Nel settore privato la media delle adesioni a Reggio oscilla intorno al 50%, su una forza lavoro di poco più di 100mila addetti, rispetto al 28-30% della media nazionale. Cambia invece la proporzione nel settore pubblico, dove i fondi hanno una vita molto più breve e anche a Reggio la media delle adesioni si avvicina a quella nazionale, ferma sul 7-8%. «Sarà perché la tassazione è molto più sfavorevole e perché i lavoratori considerano il tfr una riserva da utilizzare con cautela. Sta di fatto che chi ha fatto ricorso a questa opzione si conta sulle dita delle mani», sintetizza Matteo Alberini della segreteria provinciale della Camera del lavoro.

Rino Soragni, responsabile per la Cgil dei fondi di previdenza integrativi, conferma «come la scelta di aderire ai fondi integrativi nel settore privato è molto elevata. In particolare tra i metalmeccanici sono 13 mila i lavoratori che hanno aderito, oltre l’80% degli iscritti alla Fiom, mentre nel pubblico sui circa 20 mila lavoratori attivi sono solo 3 mila coloro che hanno fatto questa scelta. Tutti i dati compresi i rendimenti annui, con gli ultimi aggiornamenti che arriveranno a settembre, sono a disposizione dei lavoratori, che possono consultare il sito della Camera del lavoro, dove c’è un’apposita sezione».

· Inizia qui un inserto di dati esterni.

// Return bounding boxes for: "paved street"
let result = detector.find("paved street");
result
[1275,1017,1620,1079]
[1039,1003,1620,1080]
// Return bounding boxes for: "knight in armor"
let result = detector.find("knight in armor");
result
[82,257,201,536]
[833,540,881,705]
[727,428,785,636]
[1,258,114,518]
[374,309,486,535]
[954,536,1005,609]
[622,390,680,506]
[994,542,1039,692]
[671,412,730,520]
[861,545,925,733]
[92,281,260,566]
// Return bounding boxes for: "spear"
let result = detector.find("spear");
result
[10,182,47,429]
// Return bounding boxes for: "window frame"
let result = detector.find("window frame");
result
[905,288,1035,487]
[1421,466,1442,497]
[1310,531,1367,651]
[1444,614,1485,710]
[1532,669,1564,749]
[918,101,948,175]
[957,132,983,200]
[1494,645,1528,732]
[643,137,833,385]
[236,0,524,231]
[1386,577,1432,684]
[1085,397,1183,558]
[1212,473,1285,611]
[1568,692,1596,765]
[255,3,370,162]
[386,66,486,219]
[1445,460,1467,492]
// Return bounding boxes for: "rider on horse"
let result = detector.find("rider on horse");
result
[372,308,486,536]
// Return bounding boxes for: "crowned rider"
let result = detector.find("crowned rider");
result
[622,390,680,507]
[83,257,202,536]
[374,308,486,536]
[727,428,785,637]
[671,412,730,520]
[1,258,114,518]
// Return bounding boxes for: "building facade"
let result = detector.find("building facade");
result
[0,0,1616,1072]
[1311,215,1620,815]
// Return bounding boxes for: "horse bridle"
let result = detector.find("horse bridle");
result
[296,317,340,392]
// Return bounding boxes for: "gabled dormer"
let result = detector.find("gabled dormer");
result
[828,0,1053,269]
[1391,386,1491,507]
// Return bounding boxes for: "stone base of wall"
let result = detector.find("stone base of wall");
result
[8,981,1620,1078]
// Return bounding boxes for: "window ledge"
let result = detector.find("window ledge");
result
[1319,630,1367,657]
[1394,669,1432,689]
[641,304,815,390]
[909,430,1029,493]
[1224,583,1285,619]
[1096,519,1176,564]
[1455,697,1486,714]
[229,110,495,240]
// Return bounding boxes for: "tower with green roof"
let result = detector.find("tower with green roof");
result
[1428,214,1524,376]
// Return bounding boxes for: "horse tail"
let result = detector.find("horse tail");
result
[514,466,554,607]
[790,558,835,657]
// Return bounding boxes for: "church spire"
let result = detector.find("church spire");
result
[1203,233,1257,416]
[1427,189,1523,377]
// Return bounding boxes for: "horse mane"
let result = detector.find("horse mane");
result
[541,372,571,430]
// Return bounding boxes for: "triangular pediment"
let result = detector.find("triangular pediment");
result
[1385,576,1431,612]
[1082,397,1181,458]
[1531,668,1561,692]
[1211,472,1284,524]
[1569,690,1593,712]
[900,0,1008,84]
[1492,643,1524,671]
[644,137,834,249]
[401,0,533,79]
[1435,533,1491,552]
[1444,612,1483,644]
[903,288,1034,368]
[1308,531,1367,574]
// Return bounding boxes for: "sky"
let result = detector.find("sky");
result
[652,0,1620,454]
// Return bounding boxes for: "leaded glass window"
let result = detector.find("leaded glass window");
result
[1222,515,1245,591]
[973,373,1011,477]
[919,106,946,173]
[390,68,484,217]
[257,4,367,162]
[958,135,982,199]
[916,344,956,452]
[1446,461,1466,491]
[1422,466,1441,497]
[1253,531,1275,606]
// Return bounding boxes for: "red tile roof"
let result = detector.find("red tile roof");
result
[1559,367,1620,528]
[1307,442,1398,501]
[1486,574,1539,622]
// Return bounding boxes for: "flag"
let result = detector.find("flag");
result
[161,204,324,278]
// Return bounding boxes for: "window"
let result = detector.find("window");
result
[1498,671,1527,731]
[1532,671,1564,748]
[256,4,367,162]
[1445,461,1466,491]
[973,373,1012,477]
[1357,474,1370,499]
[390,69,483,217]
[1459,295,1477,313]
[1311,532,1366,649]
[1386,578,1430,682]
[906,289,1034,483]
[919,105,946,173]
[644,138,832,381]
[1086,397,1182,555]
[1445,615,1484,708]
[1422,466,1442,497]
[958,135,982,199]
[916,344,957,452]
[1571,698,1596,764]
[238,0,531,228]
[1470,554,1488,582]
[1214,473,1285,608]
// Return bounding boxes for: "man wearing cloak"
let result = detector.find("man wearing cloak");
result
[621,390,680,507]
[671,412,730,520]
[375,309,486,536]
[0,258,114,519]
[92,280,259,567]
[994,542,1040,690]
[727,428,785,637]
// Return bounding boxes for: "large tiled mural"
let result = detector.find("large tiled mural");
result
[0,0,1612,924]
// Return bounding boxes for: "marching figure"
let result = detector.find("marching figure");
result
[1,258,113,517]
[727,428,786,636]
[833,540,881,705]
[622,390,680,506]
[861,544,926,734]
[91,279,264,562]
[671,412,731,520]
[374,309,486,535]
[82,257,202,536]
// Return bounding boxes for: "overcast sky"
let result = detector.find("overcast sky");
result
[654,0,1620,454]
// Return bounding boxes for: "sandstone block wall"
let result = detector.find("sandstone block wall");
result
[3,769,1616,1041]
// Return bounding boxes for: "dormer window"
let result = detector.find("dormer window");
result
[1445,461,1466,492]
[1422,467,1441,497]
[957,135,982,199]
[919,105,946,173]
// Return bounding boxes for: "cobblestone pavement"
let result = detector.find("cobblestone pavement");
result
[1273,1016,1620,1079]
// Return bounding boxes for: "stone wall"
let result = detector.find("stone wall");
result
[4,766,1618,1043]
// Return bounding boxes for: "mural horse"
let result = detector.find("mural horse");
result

Il rendimento del 3.5% dei fondi integrativi dei lavoratori dipendenti è un dato che diverge in molti casi dai risultati dei fondi previdenziali integrativi di altre categorie. E la ragione spiega Soragni sta nel fatto «che i fondi preesistenti delle casse professionali hanno una gestione finanziaria completamente diversa». Quelli dei fondi previdenziali contrattuali dei lavoratori del settore privato, con il datore di lavoro che deve versare una parte della contribuzione che è mediamente 1.20%, sono governati da regole e vincoli rigidissimi rispetto a come possono essere investiti le risorse che possono essere impiegate solo in titoli di stato e in azioni.

«La bassa adesione alla possibilità di spalmare il Tfr in busta paga – conclude Soragni – trova spiegazione anche nella decisione del Governo di aumentare la tassazione. Questo comporta che difficilmente l’Erario potrà incassare i 2 miliardi e 200milioni di euro che aveva ipotizzato di ricavare dalla tassazione del Tfr. Insomma avevano fatto i conti che circa il 40% dei lavoratori del settore privato avrebbero scelto di avere in busta 50euro in più al mese. In realtà mettere il Tfr in busta paga significa pagare il 23% o il 30% di tasse, rispetto al 15% cui sono sottoposti i fondi integrativi, e quei pochi lavoratori che hanno dovuto fare questa scelta si sono resi conto che tra la diminuzione delle detrazioni e degli assegni familiari e l’aumento del ticket e delle rette per l’asilo il vantaggio immediato si riduce a poco o nulla». Governo e Parlamento proprio in questi giorni si stanno occupando dei fondi previdenziali integrativi e la normativa potrebbe cambiare, prevedendo che i fondi possono investire anche in settori come banche e assicurazioni, fino ad ora escluse. Anche perché i milioni di euro gestiti dai circa 900 fondi integrativi esistenti in Italia fanno gola a tanti.